Devkota started writing from a very early time in life. At the age of ten, he wrote his first couplet in Nepali in which he voiced his understanding of the tribulations of the world: "Brother, this world's a great sea of tribulations./Be not arrogant. We all have to die" (Trans. PD). His early works were influenced by English romantic poets, essayists, and novelists such as William Wordsworth, John Keats, Percy Bysse Shelley, Charles Lamb, Hazlitt and Sir Walter Scott. Even Lord Tennyson's smooth and pleasing stanzas have touched the poet. However, literary influences on Devkota are not limited to those of the English Romantics only. An early song-drama, Savitri-Satyawan (1927), goes back to Sanskrit roots. Writing in the Sanskrit tradition, he appreciated works by Kalidas and others. Similarly, he appreciated Rabindra Nath Tagore and also other Indian romantic poets of his time.

Devkota's literary works are marked by flow, variety of style and subject matter, critical and relevant thought, powerful imagination and compassion for the living. He is a prolific writer who experimented with every form and genre of literature. He wrote not just innumerable poems, but also epics, long narrative and/or descriptive poetry called khandakavyas in Nepal, plays, one-act plays, essays, short stories, and even a novel. Furthermore, he has contributed significantly to Nepali children's literature, too. He has also translated many of his own works as well as those of his contemporaries into English. He is the first Nepali writer to produce a significant bulk of poems, essays, and plays written originally in English.

Devkota grew as a writer throughout his career. One of his earliest achievements is the successful use of a popular folk meter called jhyaure in his yet best-selling long narrative poem: Muna-Madan. This work kicks against the Classical Sanskritic tradition of metrical poetry even as it depicts the life of ordinary people in a simple, native language. The poet, however, adopts the Sanskriic tradition inNepali Shakuntal, an epic he wrote in three months. This epic is rich in Sanskrit vocabulary, highly imaginative, and powerfully lyrical in many places. The context and characters of this story from the Mahabharat and the Padma Purana are given Nepali characteristics and context.

While the poet shows great mastery over the varnik form of Sanskrit meter inNepali Shakuntal, with "The Lunatic," he arrives at a very successful form of modern confessional poetry in free verse. According to his contemporary, Bala Krishna Sama, Devkota was born thrice into literature: first, with Muna-Madan; sencond, with Nepali Shakuntal; and, third, with "The Lunatic."

Devkota's literary oeuvre witnesses a consciousness that not only comprehends the cultural heritage of Bharat Varsha but also appreciates other cultures and civilizations as different. His works also exhibit a high realism where purified art encapsulates truth that transcends the local to universalize itself into a sort of ethos of the age. While Nepal remains at the core of his writing, Rome, Greece, the greater India, England, Russia, and many other literary and artistic arenas of the globe find a room in his writing. It is for this reason, too, that Devkota deserves a place among meritorious writers of the world. It is high time for him to be situated at the hub of South Asian literary discussions.

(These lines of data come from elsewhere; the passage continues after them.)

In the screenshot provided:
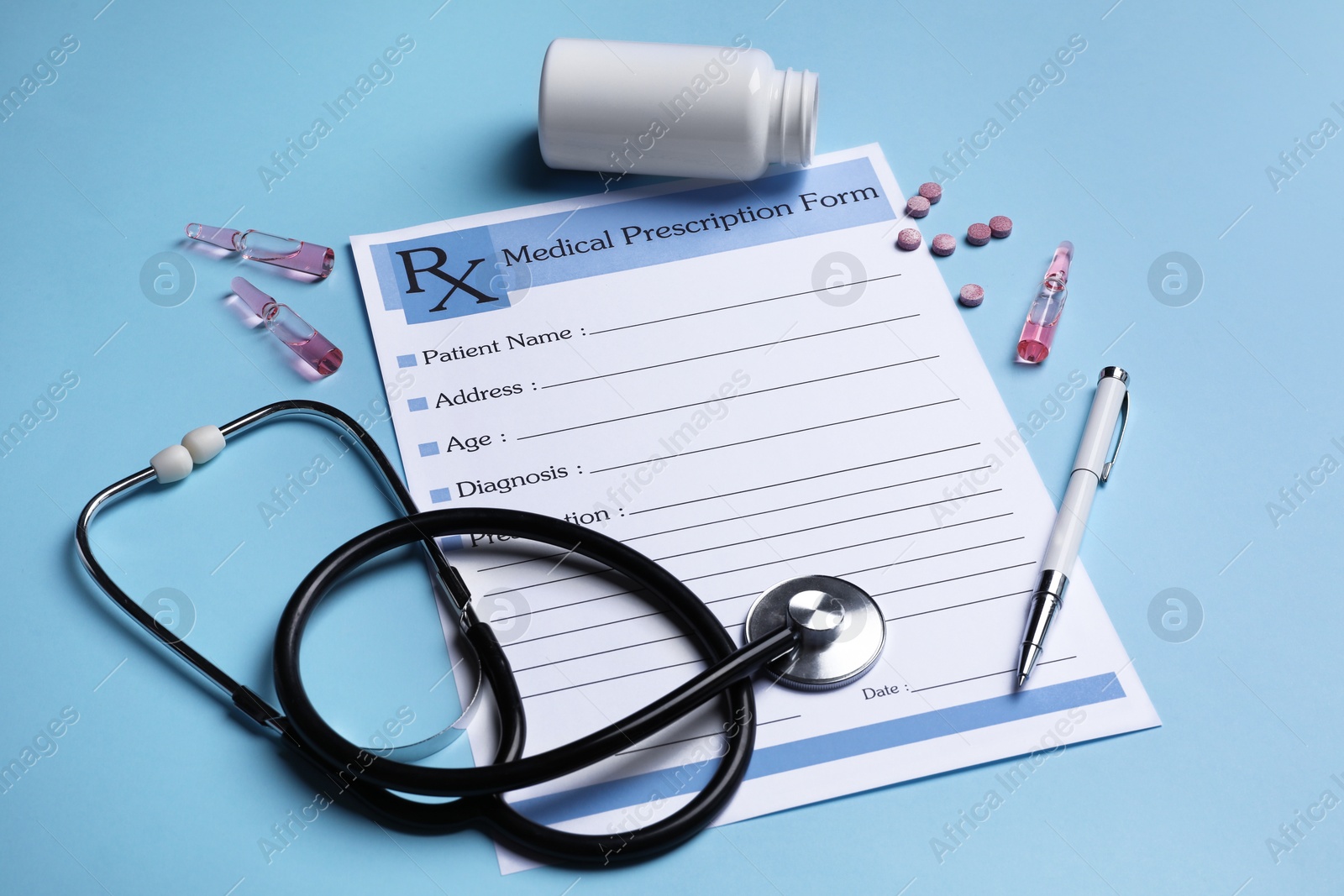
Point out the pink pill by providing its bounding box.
[957,284,985,307]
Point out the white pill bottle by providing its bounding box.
[538,38,817,180]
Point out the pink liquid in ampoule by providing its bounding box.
[231,277,345,376]
[1017,239,1074,364]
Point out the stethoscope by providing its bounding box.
[76,401,885,865]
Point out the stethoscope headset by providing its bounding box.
[76,401,885,867]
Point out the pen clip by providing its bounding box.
[1100,390,1129,484]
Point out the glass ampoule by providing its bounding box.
[1017,239,1074,364]
[230,277,344,376]
[186,224,336,280]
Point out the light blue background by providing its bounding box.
[0,0,1344,896]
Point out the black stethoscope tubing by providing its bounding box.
[274,508,798,862]
[76,401,798,867]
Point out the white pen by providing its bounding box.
[1017,367,1129,688]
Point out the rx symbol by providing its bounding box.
[396,246,500,314]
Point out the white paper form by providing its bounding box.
[351,145,1160,871]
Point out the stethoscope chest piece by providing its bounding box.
[746,575,887,690]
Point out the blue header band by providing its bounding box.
[371,159,896,324]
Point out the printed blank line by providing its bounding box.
[616,713,802,757]
[589,274,900,336]
[513,634,685,673]
[517,354,938,442]
[622,464,1003,544]
[910,656,1078,693]
[506,560,1035,647]
[522,658,704,700]
[627,442,979,516]
[589,398,961,474]
[542,314,919,388]
[883,589,1031,622]
[845,532,1026,575]
[92,657,130,693]
[504,610,665,647]
[865,560,1037,601]
[477,461,984,572]
[654,489,1003,563]
[500,511,1012,599]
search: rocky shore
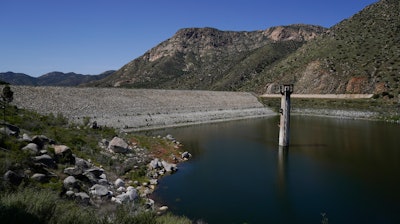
[12,86,275,131]
[3,122,191,214]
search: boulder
[31,173,49,183]
[83,167,104,179]
[90,184,109,197]
[22,143,39,154]
[33,154,57,168]
[161,160,178,172]
[98,179,110,186]
[63,176,78,189]
[75,157,92,170]
[22,133,32,142]
[65,191,75,198]
[4,170,23,185]
[181,152,192,159]
[32,135,52,149]
[114,178,125,188]
[0,124,20,137]
[53,145,75,164]
[108,137,129,153]
[64,166,83,176]
[149,158,162,169]
[75,192,90,204]
[115,186,138,204]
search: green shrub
[157,213,192,224]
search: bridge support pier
[279,84,293,147]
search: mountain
[0,70,115,86]
[93,25,326,90]
[241,0,400,95]
[92,0,400,96]
[0,72,36,86]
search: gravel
[12,86,276,131]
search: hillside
[92,0,400,98]
[241,0,400,97]
[90,25,325,90]
[0,70,114,86]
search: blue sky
[0,0,377,76]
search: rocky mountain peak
[143,25,325,62]
[263,24,326,41]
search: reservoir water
[149,116,400,224]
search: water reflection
[148,116,400,224]
[278,146,289,195]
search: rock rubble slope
[12,86,274,131]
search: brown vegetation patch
[346,77,368,93]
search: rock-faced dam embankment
[12,86,275,131]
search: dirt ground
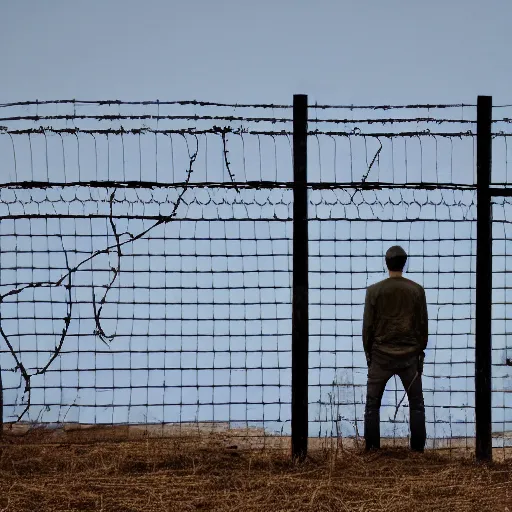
[0,427,512,512]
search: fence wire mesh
[0,100,512,456]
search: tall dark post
[475,96,492,461]
[292,94,309,460]
[0,367,4,437]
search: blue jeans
[364,354,427,452]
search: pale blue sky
[0,0,512,103]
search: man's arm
[419,288,428,351]
[363,288,373,366]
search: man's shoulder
[403,277,425,293]
[366,276,424,294]
[366,279,388,293]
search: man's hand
[418,350,425,375]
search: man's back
[363,277,428,358]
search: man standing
[363,245,428,452]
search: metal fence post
[292,94,309,460]
[0,367,4,437]
[475,96,492,461]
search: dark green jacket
[363,277,428,360]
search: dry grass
[0,429,512,512]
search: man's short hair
[386,245,407,272]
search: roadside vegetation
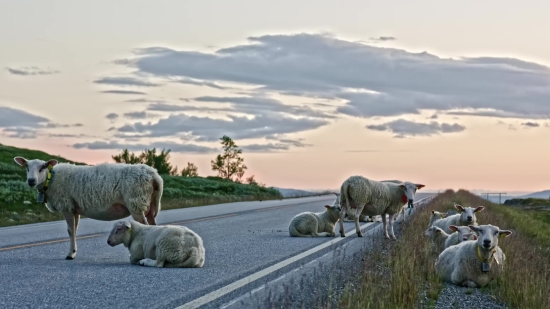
[0,136,283,226]
[338,190,550,308]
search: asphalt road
[0,193,434,309]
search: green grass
[0,144,283,226]
[339,190,550,308]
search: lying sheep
[428,210,446,227]
[288,193,341,237]
[435,224,512,288]
[440,225,477,252]
[433,204,485,233]
[340,176,424,240]
[107,221,205,268]
[14,157,163,260]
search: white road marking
[174,195,432,309]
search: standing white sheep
[433,204,485,233]
[107,221,205,268]
[14,157,164,260]
[288,193,341,237]
[340,176,424,240]
[435,224,512,288]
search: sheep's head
[449,225,476,243]
[13,157,57,188]
[424,226,445,239]
[468,224,512,250]
[107,221,132,247]
[455,204,485,225]
[399,181,425,206]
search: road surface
[0,193,436,309]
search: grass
[0,144,283,227]
[339,190,550,308]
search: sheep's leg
[382,214,390,239]
[355,208,363,237]
[388,214,397,240]
[63,211,78,260]
[338,208,346,237]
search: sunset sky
[0,0,550,192]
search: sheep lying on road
[340,176,424,240]
[14,157,163,260]
[107,221,205,268]
[428,210,446,227]
[435,224,512,288]
[433,204,485,233]
[288,193,341,237]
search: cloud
[521,121,540,128]
[366,119,466,138]
[73,141,220,153]
[94,77,160,87]
[112,33,550,119]
[101,90,146,94]
[112,114,328,141]
[123,112,157,119]
[371,36,397,41]
[105,113,118,121]
[6,67,60,76]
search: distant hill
[516,190,550,199]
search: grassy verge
[339,190,550,308]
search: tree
[181,162,199,177]
[111,148,178,175]
[210,135,248,181]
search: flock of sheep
[14,157,511,287]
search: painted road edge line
[174,195,438,309]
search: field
[339,190,550,308]
[0,144,283,226]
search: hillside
[0,144,283,226]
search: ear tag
[36,192,46,204]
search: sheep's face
[449,225,472,243]
[107,221,132,247]
[13,157,57,188]
[469,224,512,250]
[455,204,485,224]
[399,181,425,206]
[424,226,443,238]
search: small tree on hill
[111,148,178,175]
[181,162,199,177]
[210,135,248,181]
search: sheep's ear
[474,206,485,212]
[13,157,27,166]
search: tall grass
[339,190,550,308]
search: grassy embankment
[339,190,550,309]
[0,144,282,227]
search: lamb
[428,210,446,227]
[433,204,485,233]
[288,193,341,237]
[107,220,205,268]
[435,224,512,288]
[340,176,424,240]
[14,157,164,260]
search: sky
[0,0,550,193]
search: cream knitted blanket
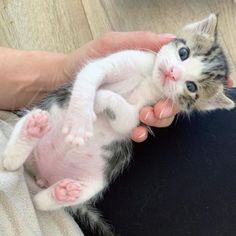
[0,112,83,236]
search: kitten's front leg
[62,61,111,145]
[3,109,49,171]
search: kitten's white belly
[31,117,122,185]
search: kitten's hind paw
[34,179,82,211]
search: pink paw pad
[23,110,50,138]
[53,179,81,202]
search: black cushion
[97,87,236,236]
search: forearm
[0,47,67,110]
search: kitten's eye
[186,81,197,93]
[179,48,189,61]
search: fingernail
[159,107,173,119]
[137,133,146,140]
[162,34,176,39]
[144,112,154,122]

Devkota exhibits a great love for Nepal and its people in his works, which are simply extensions of his life and thought. He loved the country, its people, and his own mother tongue, Nepali, which he enriched and endowed with the expressional possibilities of a modern sensibility.

Today, he is lovingly known as Mahakavi or Great Poet for his great body of powerful poetry and significant writings in Nepali and English. He commands great respect in the world of Nepali letters. Nearly half a century after he left the literary scene, Devkota's contributions in diverse genres of literature and many areas of Nepalese social and cultural life remain deeply felt and appreciated.